Select arm strength bars level
Generally there are 20 kg, 30 kg, 40 kg, Several types of 50 kg and 60 kg (some are claimed to be 80 kg). For weight selection, if you are a male beginner, you can choose to start practicing with a 30 kg arm bar. If you are a female, you can choose to start practicing with a 20 kg.
After getting used to the weight, you can choose a higher weight. Reason: Not easy to get injured, safety first, in fact, arm strength devices are a very amateur training method. Training is not about practicing with passion, or without passion, you should choose a light one, constantly Repeated training, this is really effective.

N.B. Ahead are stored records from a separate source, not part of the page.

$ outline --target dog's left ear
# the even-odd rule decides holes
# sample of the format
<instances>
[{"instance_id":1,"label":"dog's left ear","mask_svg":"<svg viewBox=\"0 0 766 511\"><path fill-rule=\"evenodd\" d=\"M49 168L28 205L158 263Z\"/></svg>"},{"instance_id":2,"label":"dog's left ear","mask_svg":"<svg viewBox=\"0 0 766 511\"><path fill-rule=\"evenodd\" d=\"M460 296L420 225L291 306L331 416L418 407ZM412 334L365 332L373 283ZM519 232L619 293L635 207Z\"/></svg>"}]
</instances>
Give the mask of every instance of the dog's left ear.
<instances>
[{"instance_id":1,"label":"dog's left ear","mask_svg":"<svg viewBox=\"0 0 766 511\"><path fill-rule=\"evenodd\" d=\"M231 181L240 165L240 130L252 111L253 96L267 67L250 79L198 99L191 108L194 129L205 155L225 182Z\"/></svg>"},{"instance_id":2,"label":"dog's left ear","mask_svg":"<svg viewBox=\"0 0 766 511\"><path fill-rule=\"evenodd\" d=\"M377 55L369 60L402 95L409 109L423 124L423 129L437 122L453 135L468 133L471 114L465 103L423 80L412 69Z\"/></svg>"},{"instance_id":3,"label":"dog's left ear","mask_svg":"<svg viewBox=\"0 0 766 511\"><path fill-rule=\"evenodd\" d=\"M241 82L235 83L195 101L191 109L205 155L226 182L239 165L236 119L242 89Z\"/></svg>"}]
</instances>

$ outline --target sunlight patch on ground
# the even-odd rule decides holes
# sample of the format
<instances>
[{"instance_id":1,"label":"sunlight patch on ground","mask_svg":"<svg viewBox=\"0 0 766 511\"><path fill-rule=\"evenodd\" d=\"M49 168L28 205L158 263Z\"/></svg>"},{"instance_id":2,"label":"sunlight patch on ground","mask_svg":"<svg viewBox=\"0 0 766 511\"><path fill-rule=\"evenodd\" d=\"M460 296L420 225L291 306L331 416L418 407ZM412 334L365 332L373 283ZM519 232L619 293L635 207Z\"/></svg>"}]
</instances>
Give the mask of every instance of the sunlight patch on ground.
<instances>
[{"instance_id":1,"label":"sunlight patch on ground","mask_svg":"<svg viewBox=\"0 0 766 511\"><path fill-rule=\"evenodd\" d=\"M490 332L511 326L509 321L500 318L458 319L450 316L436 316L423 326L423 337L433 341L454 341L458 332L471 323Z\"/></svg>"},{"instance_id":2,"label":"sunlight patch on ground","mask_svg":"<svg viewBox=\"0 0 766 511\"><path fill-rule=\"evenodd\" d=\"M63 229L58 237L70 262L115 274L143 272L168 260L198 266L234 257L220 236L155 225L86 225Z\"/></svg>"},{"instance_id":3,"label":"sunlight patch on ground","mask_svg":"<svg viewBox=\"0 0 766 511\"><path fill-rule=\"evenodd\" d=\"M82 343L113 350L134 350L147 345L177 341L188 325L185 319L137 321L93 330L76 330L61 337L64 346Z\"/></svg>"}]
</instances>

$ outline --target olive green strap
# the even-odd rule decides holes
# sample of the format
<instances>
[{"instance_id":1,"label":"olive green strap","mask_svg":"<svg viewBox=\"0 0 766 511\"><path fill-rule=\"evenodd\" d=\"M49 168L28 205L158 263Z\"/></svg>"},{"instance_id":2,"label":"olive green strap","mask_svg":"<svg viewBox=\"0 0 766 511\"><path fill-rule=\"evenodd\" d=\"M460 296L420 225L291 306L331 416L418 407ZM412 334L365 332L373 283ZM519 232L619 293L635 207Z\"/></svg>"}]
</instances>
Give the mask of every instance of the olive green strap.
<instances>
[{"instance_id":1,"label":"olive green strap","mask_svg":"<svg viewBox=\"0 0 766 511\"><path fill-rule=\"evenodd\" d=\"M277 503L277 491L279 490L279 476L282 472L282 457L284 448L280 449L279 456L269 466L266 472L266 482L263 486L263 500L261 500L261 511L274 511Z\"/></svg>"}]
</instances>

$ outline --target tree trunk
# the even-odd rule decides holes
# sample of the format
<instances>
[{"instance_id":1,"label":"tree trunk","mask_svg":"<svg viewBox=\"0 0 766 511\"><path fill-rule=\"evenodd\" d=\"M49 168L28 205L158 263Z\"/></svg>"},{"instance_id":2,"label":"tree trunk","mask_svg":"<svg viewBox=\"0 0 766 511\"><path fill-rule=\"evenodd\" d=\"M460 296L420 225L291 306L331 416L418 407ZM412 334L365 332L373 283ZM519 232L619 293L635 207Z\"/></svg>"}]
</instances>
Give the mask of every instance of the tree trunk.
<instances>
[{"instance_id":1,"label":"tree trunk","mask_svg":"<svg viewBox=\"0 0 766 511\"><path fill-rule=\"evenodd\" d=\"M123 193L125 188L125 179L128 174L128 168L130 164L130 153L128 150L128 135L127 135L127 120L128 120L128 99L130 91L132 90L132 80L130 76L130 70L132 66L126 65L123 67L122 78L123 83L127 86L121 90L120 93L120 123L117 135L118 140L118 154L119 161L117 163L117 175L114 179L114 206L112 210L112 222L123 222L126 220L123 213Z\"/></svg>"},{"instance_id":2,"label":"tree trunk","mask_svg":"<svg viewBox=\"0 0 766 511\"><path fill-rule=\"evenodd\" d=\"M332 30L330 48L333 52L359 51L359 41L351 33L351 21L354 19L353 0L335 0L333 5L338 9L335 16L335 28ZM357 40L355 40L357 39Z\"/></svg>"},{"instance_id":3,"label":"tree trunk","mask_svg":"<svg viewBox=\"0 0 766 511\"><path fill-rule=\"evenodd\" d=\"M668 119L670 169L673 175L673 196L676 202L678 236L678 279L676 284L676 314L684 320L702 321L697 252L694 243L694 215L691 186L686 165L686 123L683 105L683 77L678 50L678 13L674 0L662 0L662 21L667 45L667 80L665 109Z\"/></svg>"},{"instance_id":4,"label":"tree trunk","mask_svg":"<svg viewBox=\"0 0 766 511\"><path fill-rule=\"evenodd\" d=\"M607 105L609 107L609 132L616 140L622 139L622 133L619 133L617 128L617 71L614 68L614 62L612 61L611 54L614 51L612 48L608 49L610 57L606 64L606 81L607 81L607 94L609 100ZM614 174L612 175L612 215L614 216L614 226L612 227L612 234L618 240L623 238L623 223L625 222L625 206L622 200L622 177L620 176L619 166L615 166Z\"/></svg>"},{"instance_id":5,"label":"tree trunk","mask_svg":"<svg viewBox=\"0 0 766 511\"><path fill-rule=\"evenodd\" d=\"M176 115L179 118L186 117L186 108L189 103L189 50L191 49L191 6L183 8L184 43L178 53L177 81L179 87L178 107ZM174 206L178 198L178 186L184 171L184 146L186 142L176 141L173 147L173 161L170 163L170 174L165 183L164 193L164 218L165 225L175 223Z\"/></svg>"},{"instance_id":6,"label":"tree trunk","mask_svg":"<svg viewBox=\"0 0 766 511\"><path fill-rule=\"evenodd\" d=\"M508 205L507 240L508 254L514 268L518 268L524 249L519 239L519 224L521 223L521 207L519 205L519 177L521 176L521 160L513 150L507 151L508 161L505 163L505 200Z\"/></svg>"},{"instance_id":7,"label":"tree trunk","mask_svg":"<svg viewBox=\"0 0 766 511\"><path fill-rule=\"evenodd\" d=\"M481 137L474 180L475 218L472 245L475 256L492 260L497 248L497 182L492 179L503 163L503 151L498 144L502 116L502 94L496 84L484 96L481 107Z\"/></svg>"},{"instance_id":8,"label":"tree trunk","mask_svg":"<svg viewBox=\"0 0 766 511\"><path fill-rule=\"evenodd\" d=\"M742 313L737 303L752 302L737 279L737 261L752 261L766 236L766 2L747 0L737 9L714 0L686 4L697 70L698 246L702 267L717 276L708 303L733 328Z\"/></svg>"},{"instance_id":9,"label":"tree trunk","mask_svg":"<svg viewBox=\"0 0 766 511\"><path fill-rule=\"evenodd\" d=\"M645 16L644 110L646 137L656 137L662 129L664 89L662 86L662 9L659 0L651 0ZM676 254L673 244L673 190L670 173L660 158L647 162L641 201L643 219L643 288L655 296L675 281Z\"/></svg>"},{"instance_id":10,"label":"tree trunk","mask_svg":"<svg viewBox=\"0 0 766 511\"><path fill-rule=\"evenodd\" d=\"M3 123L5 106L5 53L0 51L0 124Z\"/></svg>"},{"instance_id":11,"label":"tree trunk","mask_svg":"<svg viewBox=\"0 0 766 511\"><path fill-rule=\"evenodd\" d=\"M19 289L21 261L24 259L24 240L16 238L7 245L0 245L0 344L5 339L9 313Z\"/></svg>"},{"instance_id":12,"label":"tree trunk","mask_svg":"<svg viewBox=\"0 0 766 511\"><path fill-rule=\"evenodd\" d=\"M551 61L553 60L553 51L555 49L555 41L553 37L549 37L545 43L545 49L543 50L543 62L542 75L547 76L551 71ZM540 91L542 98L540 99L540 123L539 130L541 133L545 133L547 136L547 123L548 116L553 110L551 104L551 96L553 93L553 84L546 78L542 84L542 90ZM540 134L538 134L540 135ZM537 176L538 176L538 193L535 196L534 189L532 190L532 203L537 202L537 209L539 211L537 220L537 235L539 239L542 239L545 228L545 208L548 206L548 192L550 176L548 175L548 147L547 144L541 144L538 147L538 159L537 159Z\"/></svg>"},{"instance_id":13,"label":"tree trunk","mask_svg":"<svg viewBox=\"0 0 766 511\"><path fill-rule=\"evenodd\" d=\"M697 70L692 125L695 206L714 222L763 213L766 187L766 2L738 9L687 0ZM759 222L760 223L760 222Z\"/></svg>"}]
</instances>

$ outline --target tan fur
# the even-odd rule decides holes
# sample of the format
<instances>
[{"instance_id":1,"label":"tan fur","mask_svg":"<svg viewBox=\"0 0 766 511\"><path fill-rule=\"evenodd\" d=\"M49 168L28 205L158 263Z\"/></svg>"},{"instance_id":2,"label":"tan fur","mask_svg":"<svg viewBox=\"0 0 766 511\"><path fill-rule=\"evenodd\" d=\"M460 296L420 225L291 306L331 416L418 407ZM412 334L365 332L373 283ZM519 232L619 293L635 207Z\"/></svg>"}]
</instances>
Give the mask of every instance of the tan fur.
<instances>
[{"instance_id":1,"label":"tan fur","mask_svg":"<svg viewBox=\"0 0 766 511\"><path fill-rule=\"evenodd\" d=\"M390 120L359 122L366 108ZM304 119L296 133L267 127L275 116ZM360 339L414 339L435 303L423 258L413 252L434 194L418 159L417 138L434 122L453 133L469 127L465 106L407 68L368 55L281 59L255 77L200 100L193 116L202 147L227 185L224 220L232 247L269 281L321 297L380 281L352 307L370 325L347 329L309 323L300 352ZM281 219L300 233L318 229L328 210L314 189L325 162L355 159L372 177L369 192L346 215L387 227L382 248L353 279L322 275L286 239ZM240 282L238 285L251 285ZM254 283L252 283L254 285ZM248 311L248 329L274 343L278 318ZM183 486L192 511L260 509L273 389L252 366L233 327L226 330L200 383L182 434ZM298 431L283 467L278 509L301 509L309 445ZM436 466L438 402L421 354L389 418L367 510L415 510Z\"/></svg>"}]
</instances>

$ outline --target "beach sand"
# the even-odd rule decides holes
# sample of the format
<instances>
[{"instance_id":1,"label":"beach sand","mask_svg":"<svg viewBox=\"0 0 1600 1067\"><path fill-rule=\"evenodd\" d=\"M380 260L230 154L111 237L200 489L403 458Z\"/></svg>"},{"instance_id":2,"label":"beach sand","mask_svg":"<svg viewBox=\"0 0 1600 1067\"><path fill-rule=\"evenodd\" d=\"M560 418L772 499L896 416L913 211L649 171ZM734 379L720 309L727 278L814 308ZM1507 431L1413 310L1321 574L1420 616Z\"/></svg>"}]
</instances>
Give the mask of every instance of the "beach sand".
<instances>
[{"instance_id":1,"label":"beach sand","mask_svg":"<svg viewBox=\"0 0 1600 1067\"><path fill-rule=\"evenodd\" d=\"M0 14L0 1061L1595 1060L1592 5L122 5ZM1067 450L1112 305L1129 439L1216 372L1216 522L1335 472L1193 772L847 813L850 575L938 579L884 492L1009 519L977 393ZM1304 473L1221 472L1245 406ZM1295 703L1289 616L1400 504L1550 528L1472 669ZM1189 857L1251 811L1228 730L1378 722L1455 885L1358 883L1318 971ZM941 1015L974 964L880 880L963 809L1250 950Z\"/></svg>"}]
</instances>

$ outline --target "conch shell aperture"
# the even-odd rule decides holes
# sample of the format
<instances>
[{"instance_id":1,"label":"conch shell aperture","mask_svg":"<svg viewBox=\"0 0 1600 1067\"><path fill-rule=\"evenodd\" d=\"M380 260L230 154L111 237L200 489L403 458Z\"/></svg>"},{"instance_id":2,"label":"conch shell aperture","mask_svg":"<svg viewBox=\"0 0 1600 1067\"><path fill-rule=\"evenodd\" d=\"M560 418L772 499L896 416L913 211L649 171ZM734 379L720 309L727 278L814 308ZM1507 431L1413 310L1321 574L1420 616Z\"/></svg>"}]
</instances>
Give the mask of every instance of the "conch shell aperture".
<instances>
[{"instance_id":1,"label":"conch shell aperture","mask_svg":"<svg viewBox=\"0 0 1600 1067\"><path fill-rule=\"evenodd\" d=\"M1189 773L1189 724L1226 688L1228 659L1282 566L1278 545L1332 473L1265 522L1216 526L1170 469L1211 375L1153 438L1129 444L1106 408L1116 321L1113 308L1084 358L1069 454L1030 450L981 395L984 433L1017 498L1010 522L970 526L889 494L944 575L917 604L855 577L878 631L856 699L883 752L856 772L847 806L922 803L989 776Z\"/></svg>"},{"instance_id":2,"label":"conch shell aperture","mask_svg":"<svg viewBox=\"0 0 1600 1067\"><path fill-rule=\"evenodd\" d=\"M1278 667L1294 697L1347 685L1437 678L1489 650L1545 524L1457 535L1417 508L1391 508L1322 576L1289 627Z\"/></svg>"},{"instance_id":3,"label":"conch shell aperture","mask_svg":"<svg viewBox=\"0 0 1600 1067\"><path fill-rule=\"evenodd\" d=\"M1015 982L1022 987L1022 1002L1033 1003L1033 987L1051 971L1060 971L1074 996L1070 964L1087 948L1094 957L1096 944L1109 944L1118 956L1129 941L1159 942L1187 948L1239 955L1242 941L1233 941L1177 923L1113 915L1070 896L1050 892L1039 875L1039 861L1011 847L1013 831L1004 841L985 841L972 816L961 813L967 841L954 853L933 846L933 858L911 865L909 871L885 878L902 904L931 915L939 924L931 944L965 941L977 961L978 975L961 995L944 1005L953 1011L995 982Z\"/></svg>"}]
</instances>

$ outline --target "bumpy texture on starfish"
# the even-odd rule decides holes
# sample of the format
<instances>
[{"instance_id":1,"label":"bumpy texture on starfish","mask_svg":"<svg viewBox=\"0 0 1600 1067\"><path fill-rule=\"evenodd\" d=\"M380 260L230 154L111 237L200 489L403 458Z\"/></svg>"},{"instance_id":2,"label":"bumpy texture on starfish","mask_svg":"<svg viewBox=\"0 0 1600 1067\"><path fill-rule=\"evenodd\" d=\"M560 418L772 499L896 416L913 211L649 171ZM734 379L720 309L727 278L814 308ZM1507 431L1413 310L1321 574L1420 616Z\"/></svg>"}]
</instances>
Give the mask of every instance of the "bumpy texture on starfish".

Precautions for using arm bars
1. When pulling the arm bar, try to make the curled rod face outward, so that even if you take off your hands, it will not cause harm to yourself.
2. Small weight does not mean that the more you do, the more you can jump to level training.
3. Try to do fewer fancy movements, such as back of your head and back bars, unless you think your joints are too good, or your rod is already soft.
4. Tendons People with tingling or strong muscle pain cannot continue training. They should drink more milk to recover for a while. You can practice small-weight dumbbells first.
5. When the arm bar makes a serious sound and there are obvious cracks on the spring, please change the arm bar. Otherwise, once the throat is broken, the throat will only be 0.1 seconds.